First, yes, it’s possible to dry cure frozen salmon. It’s best to fully thaw and defrost first for best results. The curing process takes about 50% longer on frozen salmon, as the salt needs to dissolve in the water that’s release from the fish as it thaws.

If you want to try dry curing other types of seafood, this would work great with tuna, trout, swordfish, cod, halibut, or even scallops!

how to cut salmon into cubes

how to cut salmon into cubes

how to cut salmon into cubes

Biggest salmon I ever cooked | FeelGoodFoodie

FAQ

FAQ

How do you cut salmon into cubes?

Holding the flap, slide the knife between the flesh and skin to remove skin.

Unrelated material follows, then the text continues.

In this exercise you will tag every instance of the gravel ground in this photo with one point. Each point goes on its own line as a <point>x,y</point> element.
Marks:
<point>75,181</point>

Slice salmon into even portions. Cut salmon into slices of desired thickness. Cut salmon crosswise into cubes.

How to cook salmon cube?

Heat a large cast iron or nonstick skillet over medium. Once the pan is nice and hot, add your salmon cubes. Cook for about 3-4 minutes on one side until the salmon cubes are starting to become opaque and are browned on the first side, then flip each piece and cook for an additional 2-3 minutes.